Your first line of defense is a good pair of earplugs. The foam drugstore variety may be enough, but be aware that they're usually marketed as single use. Depending on how often you need them, it may be worth it to invest in a higher quality pair. Reusable earplugs are flexible, washable and in my experience, don't pop out as easily, so they'll stay in place through the 5 am garbage pickup.
The next step is to either block or drown out the offending noise. The key is to thicken the material between the noise and you. For windows, good curtains will help. Try bulky velvet or look for noise-absorbing drapes (usually with a thick wool core sandwiched between decorative fabric). If thin walls are the problem, fortifying them with a tapestry, bookshelf or even a layer of foam (if you can find a clever way to DIY) will bring down the decibels. A white noise machine or even a basic fan can do wonders to replace street noise with "your" noise, so it feels less violating.
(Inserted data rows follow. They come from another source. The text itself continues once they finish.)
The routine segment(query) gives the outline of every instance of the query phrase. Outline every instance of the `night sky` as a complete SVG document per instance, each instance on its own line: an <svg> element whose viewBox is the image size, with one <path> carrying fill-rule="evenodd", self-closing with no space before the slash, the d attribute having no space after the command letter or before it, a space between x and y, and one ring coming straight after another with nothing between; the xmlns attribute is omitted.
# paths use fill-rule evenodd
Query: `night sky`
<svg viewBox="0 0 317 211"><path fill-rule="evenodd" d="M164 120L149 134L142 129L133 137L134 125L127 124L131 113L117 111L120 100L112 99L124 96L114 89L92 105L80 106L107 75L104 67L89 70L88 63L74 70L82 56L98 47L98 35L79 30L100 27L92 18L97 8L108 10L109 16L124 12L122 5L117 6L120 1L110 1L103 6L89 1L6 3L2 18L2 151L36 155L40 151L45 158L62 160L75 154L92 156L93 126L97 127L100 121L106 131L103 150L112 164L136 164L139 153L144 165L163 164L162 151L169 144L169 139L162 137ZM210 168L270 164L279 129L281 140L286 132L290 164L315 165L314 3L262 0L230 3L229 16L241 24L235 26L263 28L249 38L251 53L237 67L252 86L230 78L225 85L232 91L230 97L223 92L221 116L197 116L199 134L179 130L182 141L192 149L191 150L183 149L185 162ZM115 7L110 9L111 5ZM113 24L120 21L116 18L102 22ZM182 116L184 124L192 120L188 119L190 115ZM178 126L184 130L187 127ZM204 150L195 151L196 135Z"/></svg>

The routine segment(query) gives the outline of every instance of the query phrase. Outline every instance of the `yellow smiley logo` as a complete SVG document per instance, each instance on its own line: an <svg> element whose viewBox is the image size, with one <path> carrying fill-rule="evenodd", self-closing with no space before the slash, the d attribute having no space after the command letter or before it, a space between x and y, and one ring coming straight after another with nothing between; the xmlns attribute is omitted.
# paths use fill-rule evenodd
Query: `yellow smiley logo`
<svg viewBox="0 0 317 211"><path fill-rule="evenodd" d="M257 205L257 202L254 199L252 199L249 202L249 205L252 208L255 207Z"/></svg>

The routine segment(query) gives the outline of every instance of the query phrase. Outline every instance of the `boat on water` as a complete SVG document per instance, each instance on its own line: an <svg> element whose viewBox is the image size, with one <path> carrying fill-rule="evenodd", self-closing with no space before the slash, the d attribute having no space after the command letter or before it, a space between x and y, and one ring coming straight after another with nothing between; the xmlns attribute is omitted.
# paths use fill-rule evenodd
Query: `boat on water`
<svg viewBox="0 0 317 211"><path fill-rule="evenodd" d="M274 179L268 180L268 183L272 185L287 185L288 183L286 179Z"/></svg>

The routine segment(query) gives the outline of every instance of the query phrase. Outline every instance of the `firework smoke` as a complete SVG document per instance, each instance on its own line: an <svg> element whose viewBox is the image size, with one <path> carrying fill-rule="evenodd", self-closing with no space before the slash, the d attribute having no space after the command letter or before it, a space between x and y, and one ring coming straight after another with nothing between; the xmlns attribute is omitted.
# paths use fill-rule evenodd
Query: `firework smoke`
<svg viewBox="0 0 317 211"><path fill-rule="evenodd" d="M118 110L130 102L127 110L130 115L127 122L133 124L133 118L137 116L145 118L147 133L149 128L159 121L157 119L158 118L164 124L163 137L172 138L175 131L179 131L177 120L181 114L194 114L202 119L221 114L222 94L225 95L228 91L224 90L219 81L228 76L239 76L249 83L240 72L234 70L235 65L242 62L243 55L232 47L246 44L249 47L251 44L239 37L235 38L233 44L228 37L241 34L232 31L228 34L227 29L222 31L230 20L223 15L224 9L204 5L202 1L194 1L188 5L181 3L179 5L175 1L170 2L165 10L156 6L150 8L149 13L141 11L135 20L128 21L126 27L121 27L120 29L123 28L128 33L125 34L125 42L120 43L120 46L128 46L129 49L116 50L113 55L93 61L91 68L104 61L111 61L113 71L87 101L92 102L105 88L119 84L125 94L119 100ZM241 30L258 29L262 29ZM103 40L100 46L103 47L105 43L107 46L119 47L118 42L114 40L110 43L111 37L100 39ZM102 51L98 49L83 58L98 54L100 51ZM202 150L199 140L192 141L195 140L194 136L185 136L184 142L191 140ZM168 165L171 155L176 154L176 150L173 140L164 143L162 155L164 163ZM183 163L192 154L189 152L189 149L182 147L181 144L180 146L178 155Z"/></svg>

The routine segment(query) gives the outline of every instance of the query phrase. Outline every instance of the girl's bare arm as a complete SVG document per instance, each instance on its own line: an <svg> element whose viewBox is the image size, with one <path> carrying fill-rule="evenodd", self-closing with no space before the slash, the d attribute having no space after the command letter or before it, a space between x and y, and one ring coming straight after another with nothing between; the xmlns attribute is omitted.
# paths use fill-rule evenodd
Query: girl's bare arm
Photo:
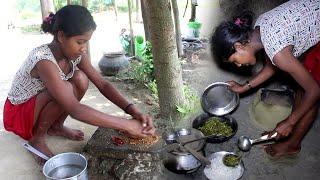
<svg viewBox="0 0 320 180"><path fill-rule="evenodd" d="M50 95L71 117L95 126L128 131L131 134L144 136L139 133L142 127L136 121L107 115L81 104L73 94L71 83L61 80L58 69L52 62L39 61L36 69Z"/></svg>
<svg viewBox="0 0 320 180"><path fill-rule="evenodd" d="M293 56L292 46L277 53L274 62L279 69L288 72L305 91L300 105L287 118L294 125L319 100L320 88L306 68Z"/></svg>

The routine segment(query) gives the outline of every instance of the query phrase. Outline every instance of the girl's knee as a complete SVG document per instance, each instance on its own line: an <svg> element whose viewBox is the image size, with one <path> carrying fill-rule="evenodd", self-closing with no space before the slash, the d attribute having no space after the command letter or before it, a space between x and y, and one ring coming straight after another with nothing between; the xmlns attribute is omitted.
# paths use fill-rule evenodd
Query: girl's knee
<svg viewBox="0 0 320 180"><path fill-rule="evenodd" d="M71 79L71 82L72 82L72 84L75 85L77 92L81 96L83 96L85 94L85 92L88 90L89 79L88 79L87 75L80 70L78 70L74 73L74 75Z"/></svg>

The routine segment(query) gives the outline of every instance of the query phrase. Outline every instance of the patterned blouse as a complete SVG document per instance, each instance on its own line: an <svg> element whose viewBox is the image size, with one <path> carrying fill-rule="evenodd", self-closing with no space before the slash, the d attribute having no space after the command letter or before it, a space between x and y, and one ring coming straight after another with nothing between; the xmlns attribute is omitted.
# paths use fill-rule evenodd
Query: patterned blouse
<svg viewBox="0 0 320 180"><path fill-rule="evenodd" d="M57 65L61 79L66 81L72 78L75 70L77 70L77 65L81 61L81 56L70 62L72 70L66 75L60 69L47 44L33 49L14 77L11 89L8 93L8 99L12 104L24 103L46 89L41 79L33 78L30 74L31 70L41 60L51 61Z"/></svg>
<svg viewBox="0 0 320 180"><path fill-rule="evenodd" d="M273 57L293 45L293 55L302 53L320 41L320 0L291 0L257 19L266 54Z"/></svg>

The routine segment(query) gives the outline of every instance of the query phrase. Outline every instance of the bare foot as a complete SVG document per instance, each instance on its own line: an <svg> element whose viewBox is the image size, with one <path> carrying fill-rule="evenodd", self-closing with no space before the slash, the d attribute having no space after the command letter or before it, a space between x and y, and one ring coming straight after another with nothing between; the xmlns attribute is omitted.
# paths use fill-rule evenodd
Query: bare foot
<svg viewBox="0 0 320 180"><path fill-rule="evenodd" d="M74 141L82 141L84 139L84 133L77 129L71 129L66 126L62 128L51 127L48 130L48 135L50 136L62 136Z"/></svg>
<svg viewBox="0 0 320 180"><path fill-rule="evenodd" d="M300 152L300 146L292 146L287 142L265 145L264 150L273 157L281 157L286 155L296 155Z"/></svg>
<svg viewBox="0 0 320 180"><path fill-rule="evenodd" d="M47 157L52 157L54 156L54 154L50 151L50 149L48 148L48 146L46 145L44 139L42 140L31 140L29 141L29 145L31 145L33 148L37 149L38 151L42 152L44 155L46 155ZM44 163L46 162L45 159L42 159L41 157L39 157L38 155L31 153L35 159L35 161L40 164L40 165L44 165Z"/></svg>

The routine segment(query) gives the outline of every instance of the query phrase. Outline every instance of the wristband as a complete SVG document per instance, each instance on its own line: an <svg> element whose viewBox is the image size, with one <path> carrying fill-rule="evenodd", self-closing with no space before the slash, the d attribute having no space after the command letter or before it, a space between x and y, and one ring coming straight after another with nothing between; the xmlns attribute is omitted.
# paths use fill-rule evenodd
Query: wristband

When none of the above is enough to get you to sleep, it's time to go extreme. If you're sleepless enough to consider moving, then it might be worth consulting a contractor to re-frame or double-pane your windows (the most common culprit of noise leakage). Or, if your layout will tolerate it, consider swapping your bedroom with another room farther away from the noise. It might not be ideal during your waking hours, but finally getting good sleep will quickly make up for the inconvenience.